"I will," Aracus said simply. "I do."
There was a moment of silence, broken only by the sound of horses shifting, stamping restless hooves, cropping at foliage. It didn't seem right, Lilias thought. There should have been a vast noise; a shuddering crash such as there had been when Calandor fell, an endless keening wail of Oronin's Horn. Not this simple quietude. She wanted to weep, but there were no tears left in her, only a dry wasteland of grief.
"So be it." Phraotes closed his eyes. "Oronin has wrought this and the Were consent. With my death, it is sealed. Draw out the arrow, King of the West."
Aracus knelt on one knee beside the crumpled figure, placing his left hand on the Were's narrow chest. With his right, he grasped the arrow's shaft. Murmuring a prayer to Haomane, he pulled, tearing out the arrow in one hard yank. Blood flowed, dark and red, from the hole left by the sharp barbs. Phraotes hissed, tried to cough, and failed. His lids flickered once and, with a long shudder, he died.
"All right." Aracus Altorus climbed to his feet, looking weary. He rubbed at his brow with one hand, leaving a smear of blood alongside the Soumanië. "Give him… give him a proper burial," he said, nodding at the still figure. "If the Were keep their word, we'll owe him that much, at least."

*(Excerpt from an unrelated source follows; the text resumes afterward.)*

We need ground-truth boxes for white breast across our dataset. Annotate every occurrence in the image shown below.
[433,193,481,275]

There was grumbling among the Borderguard; the Ellylon made no complaint, assuming that the order was not intended for them. But it was Lilias who found her voice and said, "No."

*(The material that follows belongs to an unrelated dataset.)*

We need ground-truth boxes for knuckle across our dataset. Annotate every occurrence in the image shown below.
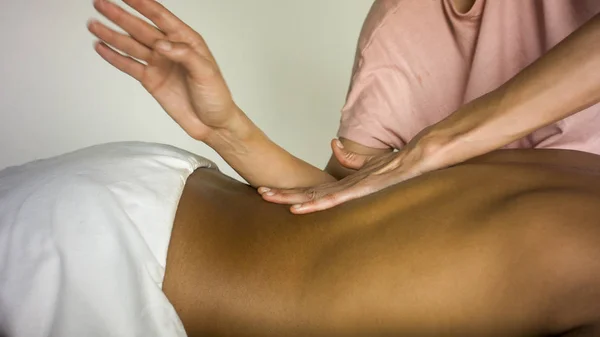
[304,189,319,201]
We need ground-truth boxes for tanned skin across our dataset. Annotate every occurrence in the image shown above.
[164,150,600,337]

Aracus stared at her. "Why?"
"The Were do not bury their dead," she said harshly. "Leave him for the scavengers of the forest if you would do him honor. It is their way."
He stared at her some more. "All right." Turning away, he accepted his reins from a waiting Borderguardsman and swung into the saddle. "Blaise, send a rider to Kranac to notify Martinek of this bargain. Tell him I mean to keep my word, and do any of the Regents of Pelmar break it, I will consider it an act of enmity. By the same token, do the Were break it, they will be hunted like dogs, until the last is slain. Let it be known."
"Aye, sir." Blaise moved to obey. In a few short minutes a rider was dispatched and the remainder of the company was remounted, preparing to depart. There was barely time for Lilias to take one last glance at Phraotes. It was hard to remember the Were ambassador as he had been; a keen-eyed grey shadow, gliding like smoke into the halls of Beshtanag. Dead, he was diminished, shrunken and hairy. His eyes were half slitted, gazing blankly at the trees. His muzzle was frozen in the rictus of death, wrinkled as if at a bad scent or a bad joke. Phraotes did not look like what he had been, one of the direst hunters ever to touch the soil of Urulat.
We shall dwindle, and pass into legend.
Lilias shuddered. "I'm sorry," she whispered, horribly aware that if she had not given counsel to Aracus, the bargain might never have been struck. "I didn't know what he would ask. Phraotes, I'm sorry!"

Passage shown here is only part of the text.